«Dimanche soir, ce ne sera pas l’état d’urgence, mais l’état de choc»: dans l’entourage de François Hollande, l’issue du premier tour des régionales ne fait guère de doute et certains en sourient. Si le président français – en visite vendredi sur le porte-avions Charles de Gaulle au large de la Syrie – bénéficie d’une forte remontée de sa popularité, la gauche au pouvoir semble, elle, promise à une cinglante défaite.

En 2010, le PS et ses alliés avaient tout raflé. Cinq ans après, à l’issue d’une campagne perturbée par les attentats, seules trois régions sur treize (Midi-Pyrénées, Aquitaine et Bretagne) semblent pouvoir demeurer dans son giron, tandis que le Front National est au coude à coude avec la droite traditionnelle dans trois autres (Nord-Pas-de-Calais-Picardie, Provence-Alpes-Côte-d’Azur et Alsace-Lorraine). L’état de choc paraît donc programmé, même si le bouleversement de la donne politique à cause de la guerre contre le terrorisme peut réserver des surprises.

La France risque en effet de connaître, à partir de dimanche à 20 heures, un séisme politique. Si le FN arrive largement en tête, le PS et les «Républicains», le parti de Nicolas Sarkozy, se trouveront face à leurs responsabilités, en optant ou non pour un «front républicain» au second tour, soit en fusionnant leurs listes, soit en se retirant, ce qui les priverait d’élus régionaux jusqu’en 2021.

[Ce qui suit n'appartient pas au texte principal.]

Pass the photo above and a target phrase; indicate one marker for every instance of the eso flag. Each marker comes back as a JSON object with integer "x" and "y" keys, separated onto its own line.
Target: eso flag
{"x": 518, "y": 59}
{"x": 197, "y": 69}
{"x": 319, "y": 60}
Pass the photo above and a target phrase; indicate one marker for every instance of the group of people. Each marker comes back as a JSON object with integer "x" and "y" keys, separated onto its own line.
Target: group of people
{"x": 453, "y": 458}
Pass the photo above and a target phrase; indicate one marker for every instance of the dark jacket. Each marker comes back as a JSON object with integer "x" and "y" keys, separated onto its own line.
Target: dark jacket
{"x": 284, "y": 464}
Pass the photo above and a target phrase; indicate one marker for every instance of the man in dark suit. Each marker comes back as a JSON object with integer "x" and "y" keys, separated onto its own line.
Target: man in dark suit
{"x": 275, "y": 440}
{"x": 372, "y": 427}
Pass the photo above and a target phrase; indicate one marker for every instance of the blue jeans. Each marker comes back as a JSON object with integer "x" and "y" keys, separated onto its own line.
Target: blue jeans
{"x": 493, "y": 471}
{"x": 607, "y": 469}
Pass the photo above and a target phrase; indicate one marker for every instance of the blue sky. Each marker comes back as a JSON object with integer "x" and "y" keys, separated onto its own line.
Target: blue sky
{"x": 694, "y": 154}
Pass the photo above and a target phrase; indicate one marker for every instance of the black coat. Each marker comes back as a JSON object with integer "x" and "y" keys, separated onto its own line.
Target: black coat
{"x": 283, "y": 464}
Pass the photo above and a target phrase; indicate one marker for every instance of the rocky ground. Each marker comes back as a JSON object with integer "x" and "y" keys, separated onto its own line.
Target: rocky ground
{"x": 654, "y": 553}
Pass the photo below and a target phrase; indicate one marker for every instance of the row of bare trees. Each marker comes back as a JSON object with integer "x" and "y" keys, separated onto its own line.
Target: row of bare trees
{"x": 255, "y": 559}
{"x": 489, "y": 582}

Le défi est surtout rude pour l’ancien président, qui après sa nette victoire lors des départementales de mars 2015, verra sa stature de leader de l’opposition contestée si l’extrême-droite gagne du terrain dans l’électorat conservateur et profite de l’abstentionnisme. Hostile à une alliance avec le PS et résolu à exclure les candidats «Républicains» tentés de composer avec le FN, Nicolas Sarkozy a tout à perdre si la première devient indispensable et si les seconds devaient le désavouer.

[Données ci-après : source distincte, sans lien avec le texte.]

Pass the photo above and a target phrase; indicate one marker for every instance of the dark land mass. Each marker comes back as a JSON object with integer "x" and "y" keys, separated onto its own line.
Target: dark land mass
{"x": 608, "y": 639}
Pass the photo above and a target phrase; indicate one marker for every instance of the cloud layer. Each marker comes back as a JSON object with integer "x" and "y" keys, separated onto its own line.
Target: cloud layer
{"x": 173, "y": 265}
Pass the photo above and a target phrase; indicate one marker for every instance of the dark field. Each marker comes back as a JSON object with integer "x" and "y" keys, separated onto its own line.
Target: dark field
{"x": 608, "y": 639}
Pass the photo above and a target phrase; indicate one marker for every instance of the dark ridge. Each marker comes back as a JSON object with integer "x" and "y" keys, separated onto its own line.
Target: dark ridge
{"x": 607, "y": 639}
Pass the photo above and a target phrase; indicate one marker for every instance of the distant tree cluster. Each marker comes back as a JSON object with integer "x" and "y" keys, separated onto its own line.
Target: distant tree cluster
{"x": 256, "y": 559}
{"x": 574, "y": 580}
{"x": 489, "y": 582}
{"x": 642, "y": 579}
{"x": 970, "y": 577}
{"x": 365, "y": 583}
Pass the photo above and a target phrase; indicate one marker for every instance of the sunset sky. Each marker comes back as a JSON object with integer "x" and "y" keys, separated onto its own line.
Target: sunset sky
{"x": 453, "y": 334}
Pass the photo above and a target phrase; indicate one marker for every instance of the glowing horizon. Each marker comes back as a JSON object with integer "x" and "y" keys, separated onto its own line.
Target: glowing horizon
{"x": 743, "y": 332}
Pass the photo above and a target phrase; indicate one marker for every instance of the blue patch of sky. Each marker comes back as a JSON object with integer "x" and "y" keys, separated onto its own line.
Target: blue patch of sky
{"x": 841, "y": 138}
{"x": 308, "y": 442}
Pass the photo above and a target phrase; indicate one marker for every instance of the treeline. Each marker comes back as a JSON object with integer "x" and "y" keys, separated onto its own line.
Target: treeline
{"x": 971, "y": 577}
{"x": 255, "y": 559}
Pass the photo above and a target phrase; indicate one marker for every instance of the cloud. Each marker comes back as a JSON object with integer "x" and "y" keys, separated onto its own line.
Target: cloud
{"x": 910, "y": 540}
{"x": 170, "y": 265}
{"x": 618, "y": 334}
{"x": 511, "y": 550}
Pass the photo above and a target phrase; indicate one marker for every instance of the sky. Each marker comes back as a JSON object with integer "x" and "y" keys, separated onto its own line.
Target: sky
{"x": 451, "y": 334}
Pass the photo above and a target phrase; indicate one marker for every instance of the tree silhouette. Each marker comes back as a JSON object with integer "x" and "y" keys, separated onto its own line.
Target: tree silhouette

A un an et demi de la fin de son quinquennat, le «Chef de guerre» François Hollande peut en revanche se permettre d’avoir plus de recul. Ce scrutin local ne peut pas bloquer l’action du gouvernement, et un désaveu de la gauche pourrait au contraire l’inciter à recentrer son action autour du vivre-ensemble, des réformes et de la défense de la République. Un thème toutefois déjà brandi par un autre candidat resté jusque-là fort discret: l’ancien premier ministre conservateur Alain Juppé.